Mrs. Maxwell looked at the picture, turning it upside down and sideways the way Zoe had. “I just can’t believe this,” she said, and burst into tears.

“Mom?” Griffen said. “Are you okay?”

“I just don’t understand this,” she said. “She’s going to have a baby, but you’re not even dating?”

“We’re just at a funny point,” Griffen said. “I found out that Sarah was pregnant and I needed some time to think, so we haven’t been seeing each other.”

A funny point?

Silence.

“Are you getting back together? Are you getting married?” she asked. “You make such a lovely couple, don’t they, Bert?”

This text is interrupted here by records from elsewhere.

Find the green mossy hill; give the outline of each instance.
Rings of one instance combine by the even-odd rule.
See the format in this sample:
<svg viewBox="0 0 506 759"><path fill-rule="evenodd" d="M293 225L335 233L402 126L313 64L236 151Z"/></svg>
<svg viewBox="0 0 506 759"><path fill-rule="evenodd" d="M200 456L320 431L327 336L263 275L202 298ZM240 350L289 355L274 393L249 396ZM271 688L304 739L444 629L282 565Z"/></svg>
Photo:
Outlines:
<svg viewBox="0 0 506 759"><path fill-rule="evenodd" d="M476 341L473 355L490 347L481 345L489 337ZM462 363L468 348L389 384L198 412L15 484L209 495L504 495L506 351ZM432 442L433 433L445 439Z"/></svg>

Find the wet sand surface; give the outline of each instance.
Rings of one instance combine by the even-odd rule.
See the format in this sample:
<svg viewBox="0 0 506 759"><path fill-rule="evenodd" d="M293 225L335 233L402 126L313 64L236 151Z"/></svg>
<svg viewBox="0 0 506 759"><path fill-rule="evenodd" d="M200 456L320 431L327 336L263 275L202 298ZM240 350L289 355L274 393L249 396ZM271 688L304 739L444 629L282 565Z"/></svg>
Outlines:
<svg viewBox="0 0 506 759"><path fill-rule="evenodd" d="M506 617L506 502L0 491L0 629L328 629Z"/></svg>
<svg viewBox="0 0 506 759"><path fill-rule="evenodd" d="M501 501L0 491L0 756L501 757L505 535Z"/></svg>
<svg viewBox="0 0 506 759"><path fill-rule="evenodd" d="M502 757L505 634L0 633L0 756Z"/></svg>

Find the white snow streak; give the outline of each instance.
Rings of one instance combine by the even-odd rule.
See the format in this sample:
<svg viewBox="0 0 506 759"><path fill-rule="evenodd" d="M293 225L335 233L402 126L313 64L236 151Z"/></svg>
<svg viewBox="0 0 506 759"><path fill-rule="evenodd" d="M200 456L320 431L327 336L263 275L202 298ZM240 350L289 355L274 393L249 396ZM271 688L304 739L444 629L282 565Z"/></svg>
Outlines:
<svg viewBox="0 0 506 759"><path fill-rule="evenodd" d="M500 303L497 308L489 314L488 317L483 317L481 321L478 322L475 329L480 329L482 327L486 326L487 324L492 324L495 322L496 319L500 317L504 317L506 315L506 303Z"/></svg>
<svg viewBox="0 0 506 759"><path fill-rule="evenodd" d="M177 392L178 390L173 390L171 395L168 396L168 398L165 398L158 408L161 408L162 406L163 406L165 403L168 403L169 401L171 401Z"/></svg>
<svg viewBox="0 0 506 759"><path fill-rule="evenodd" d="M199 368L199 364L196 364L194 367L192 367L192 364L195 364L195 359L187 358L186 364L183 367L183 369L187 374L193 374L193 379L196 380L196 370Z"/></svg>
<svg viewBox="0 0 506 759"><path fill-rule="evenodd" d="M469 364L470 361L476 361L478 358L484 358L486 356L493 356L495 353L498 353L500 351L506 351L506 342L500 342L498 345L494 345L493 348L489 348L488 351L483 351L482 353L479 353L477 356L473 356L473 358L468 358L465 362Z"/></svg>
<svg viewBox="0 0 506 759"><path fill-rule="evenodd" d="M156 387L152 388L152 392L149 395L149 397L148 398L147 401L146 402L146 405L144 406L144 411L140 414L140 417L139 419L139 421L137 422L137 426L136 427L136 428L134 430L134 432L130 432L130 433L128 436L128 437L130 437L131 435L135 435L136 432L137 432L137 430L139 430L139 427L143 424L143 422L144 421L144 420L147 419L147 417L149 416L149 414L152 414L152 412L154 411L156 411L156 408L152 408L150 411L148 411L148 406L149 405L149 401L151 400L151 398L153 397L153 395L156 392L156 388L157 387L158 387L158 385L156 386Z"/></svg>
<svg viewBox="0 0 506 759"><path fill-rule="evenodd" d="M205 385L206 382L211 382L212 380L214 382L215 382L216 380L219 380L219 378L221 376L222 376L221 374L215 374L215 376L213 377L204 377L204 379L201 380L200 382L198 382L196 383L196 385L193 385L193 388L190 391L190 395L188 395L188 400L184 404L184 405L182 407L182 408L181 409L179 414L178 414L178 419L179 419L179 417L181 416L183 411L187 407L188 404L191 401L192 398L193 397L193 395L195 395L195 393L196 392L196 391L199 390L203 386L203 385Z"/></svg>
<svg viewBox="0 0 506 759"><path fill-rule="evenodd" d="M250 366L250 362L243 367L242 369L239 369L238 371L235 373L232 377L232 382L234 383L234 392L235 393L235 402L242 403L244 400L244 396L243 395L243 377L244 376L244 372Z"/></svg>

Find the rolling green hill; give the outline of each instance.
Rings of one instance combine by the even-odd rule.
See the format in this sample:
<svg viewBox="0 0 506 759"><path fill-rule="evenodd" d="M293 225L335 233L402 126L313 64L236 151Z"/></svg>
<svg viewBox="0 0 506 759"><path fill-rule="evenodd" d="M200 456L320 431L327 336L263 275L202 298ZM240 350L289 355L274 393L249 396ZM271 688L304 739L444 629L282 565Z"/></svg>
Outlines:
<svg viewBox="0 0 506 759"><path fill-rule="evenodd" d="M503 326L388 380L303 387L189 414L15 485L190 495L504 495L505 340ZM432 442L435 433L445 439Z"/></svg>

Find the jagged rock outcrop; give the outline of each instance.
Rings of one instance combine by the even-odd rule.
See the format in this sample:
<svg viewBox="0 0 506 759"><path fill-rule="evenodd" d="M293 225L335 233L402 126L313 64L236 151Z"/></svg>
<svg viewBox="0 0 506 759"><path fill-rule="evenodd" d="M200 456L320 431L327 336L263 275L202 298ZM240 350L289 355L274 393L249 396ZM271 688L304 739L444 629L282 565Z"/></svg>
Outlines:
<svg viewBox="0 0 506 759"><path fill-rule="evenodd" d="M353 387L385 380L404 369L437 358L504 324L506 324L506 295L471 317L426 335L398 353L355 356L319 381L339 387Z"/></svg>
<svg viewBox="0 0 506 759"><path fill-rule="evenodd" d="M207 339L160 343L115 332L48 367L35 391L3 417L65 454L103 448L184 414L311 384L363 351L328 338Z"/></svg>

“What?” Mr. Maxwell asked, staring at his stubbed out cigar. “Yes, the pie was very good.”

Mrs. Maxwell rolled her eyes, then got up and walked to the windows. She let out a deep breath. “Well, what’s done is done. There’s no sense in being upset about it.”

“Mom…” Griffen said.

“I’m just saying that I’m coming around to the idea,” Mrs. Maxwell continued. “At least there’s no stigma in a child being illegitimate. Years ago there was, but now, what with all the sex and violence on television, anything goes.”

“First of all, Mom,” Griffen said, “no one uses the word
illegitimate
anymore. There’s nothing illegitimate about a baby having parents who aren’t married.”

“And how would you know, Griffen?” Mrs. Maxwell asked. “Do you have unmarried parents? How about you, Sarah?”

“Mom, I thought you wanted to meet Sarah. That’s why I brought her here. If you want to interrogate her or make her uncomfortable or insult her, we’ll leave.”

“Oh, so now I don’t get to see my grandchild?” she said, her voice rising. “Do you hear this, Bert? They’re going to keep the baby from us.”

As Griffen shook his head in utter amazement, I was struck with the thought that his mother was much worse than my father. Perhaps clueless and always jovial was better than crazy.

“Marlene, no one said anything about the grandchild,” Mr. Maxwell said. “Do you see a baby here?”